Shock, awe over nerve of White House state dinner party crashers Tareq and Michaele Salahi


Friday, November 27th 2009, 1:19 PM
Piggybacking, list snooping, fake press passes … when it comes to gate-crashing, New York City party planners have seen it all.

But they are shocked – shocked! – that uninvited guests got past the Secret Service.

“I was blown away. I can’t understand how they did it,” said Chuck Garelick, who works to keep crashers away from top parties and events like the Victoria’s Secret Fashion Show as a vice president for Elite Investigations.

“I just had to shake my head when I saw the news,” said Garelick. “The Secret Service! That’s the organization everybody holds themselves to.”

“How did they get in?” asked New York publicist Peggy Siegal, who keeps her exclusive, private movie screenings off-
limits to D-listers. “If your name isn’t on the list, you don’t get in.”

Garelick said that his staff often catches crashers posing as journalists, or teaming up to peek at the guest list and then tweet names so friends can confidently greet them at the door.

But he had a different theory about the pair who sailed into the White House uninvited: “They might have piggybacked in with someone,” he said.
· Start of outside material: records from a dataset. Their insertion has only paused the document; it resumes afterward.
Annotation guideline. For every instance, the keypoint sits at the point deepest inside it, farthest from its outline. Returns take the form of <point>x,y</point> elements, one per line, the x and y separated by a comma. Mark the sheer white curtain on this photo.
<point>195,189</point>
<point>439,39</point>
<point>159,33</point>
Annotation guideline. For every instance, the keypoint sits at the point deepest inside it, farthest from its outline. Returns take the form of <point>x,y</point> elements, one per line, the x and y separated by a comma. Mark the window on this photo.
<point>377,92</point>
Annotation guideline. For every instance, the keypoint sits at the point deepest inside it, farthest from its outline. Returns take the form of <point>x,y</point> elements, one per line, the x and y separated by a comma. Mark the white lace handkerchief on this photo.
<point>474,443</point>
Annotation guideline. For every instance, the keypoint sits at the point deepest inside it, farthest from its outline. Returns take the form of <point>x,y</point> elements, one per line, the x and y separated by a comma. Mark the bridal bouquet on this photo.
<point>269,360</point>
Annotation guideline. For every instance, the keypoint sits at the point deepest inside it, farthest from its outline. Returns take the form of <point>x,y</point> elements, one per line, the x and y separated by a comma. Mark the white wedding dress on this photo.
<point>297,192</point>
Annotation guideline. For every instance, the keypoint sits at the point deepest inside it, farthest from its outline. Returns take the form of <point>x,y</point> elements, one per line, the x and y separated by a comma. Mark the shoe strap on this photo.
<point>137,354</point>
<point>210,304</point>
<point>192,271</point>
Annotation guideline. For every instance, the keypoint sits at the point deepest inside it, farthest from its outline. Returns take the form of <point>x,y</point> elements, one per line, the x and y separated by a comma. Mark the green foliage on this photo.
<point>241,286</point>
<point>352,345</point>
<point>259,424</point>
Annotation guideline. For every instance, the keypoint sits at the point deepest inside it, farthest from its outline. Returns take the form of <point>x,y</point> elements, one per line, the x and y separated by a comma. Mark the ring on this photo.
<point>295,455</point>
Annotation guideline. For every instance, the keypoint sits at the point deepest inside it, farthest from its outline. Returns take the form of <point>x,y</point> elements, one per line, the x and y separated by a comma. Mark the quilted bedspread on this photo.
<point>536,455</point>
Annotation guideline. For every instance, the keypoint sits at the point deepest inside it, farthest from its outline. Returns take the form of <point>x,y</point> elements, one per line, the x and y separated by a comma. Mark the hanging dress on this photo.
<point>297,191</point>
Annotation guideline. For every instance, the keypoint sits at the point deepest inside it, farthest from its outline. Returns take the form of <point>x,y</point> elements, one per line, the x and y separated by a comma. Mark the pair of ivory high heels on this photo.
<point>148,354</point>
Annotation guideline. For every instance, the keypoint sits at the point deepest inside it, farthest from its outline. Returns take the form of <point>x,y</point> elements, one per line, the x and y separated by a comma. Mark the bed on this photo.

That entails waiting for a top celeb to show, and as the cameras are flashing and the entourage milling about, slipping in right behind them.

Notorious New York City party crasher and photographer Selma Fonseca, who piggybacked behind Gwyneth Paltrow into the Vanity Fair Oscars Party and slipped into the $7,500-a-seat Met Costume Institute Gala, said she couldn’t help giving props to the couple.

“You’ve gotta have nerves of steel. I think it’s fun that they did that. I thought it was great,” said Fonseca, who runs the
Celebrity Vibe photo agency and has snapped photos of herself at off-limits events with nearly 1,000 celebrities.

“I thought it was really pretty thrilling, I have to say,” said painter Richard Osterweil, a consummate crasher who anaged to sneak into Liza Minelli’s wedding.

“I sort of admire what they did – they had a lot of nerve.”